The attached monitor screen allows both patient and doctor to have a face-to-face conversation as well as examination even if the doctor is hundreds of miles away.
“We were taking all of our stroke patients that required tPA to Southwest Medical and Baptist,” McMurray said. “Now what we can do after they are seen in the ER with telestroke we can give them tPA on a stable patient and bring them here for a neurology consult.
“Now, rather than shipping them out of Yukon they can stay here in town, in the community and neurology will beam in if there are no complications within 24 hours … they can prescribe the discharge medications, change any anti-coagulations medicines without physically being here but being present.”
Integris Canadian Valley Hospital Chief Nursing Officer Teresa Gray, RN, BSN, MBA said the technology offers immediacy for both doctor and patient.
“The doctor can basically do a full assessment from any device – iPhone, iPad, computers from anywhere anytime,” Gray said. “This technology allows for when you may not have services 24/7 in your facility and the patient has a change in their condition or you need a different level of care we have immediate access.”
“When you talk about neurology in the state of Oklahoma and there is a shortage of neurologists, this allows them to provide access to smaller communities that may not normally have neurologists and various high-level specialities that are hard to recruit.

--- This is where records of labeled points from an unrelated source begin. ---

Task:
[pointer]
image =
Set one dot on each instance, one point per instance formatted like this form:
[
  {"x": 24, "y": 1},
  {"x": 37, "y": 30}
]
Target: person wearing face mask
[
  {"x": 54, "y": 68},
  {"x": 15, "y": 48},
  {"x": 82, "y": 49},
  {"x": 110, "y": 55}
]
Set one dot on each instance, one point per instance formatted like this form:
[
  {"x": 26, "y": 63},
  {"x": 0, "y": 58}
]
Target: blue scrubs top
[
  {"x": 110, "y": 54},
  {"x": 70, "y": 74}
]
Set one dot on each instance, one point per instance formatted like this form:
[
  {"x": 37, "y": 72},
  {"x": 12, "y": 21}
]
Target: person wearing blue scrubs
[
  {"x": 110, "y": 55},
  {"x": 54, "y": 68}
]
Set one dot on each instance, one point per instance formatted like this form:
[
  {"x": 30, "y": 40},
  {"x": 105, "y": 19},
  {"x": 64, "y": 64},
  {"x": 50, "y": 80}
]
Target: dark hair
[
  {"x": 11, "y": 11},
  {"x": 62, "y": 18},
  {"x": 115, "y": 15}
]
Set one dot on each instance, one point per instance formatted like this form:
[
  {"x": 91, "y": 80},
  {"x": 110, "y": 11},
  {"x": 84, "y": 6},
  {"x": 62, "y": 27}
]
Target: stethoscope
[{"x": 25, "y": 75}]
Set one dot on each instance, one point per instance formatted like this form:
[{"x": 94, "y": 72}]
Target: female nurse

This gives the opportunity to bring that kind of service back to the smaller communities.”
Stroke is the fourth-leading killer in the United States and the leading cause of long-term disability.
Approximately 800,000 people experience a stroke each year in the US. Successful management of acute ischemic stroke is extremely time-dependent.
According to the American Heart Association, ideally, the only Food and Drug Administration-approved treatment for acute ischemic stroke should be administered within 3 hours of the onset of stroke symptoms.
The American Heart Association estimates that only 3% to 5% of ischemic stroke patients are treated with thrombolysis (a clotbuster known as tPA).
“They don’t have to be transferred out anymore. They don’t have to wait for a bed,” McMurray said of the major benefits of telestroke. “Baptist and Southwest have both been on delay several times. Then they have to go to the ER and they are put on hold there or are waiting in a hallway. Where here we’ve got eight ICU beds and they can come right over. They are treated with the same protocols and the same order sets. Everything is the same. If there is any problem all the physician has to do is come in over (Telestroke).”
The program is done in collaboration with the hospital’s hospitalist program which follows the plan of care throughout the course of a patient’s stay.
McMurray said the technology has already been used by the hospital’s two hospitalists to dial in remotely to check on other non-stroke patients who are experiencing changes in condition or acuity.
On average, Gray said Canadian Valley transfers out 7-8 stroke patients per month with lower-level patients not requiring tPA kept.
Gray said Canadian Valley continues to evolve its service offerings as it becomes the mainstay for healthcare for those living in Western Oklahoma.
“This is something cardiology and nephrology can use – any of our services that are not onsite 24/7,” Gray said. “That’s what we hope to expand is increase our complexity of patients, add additional services to the community we haven’t had and incorporate new technology.”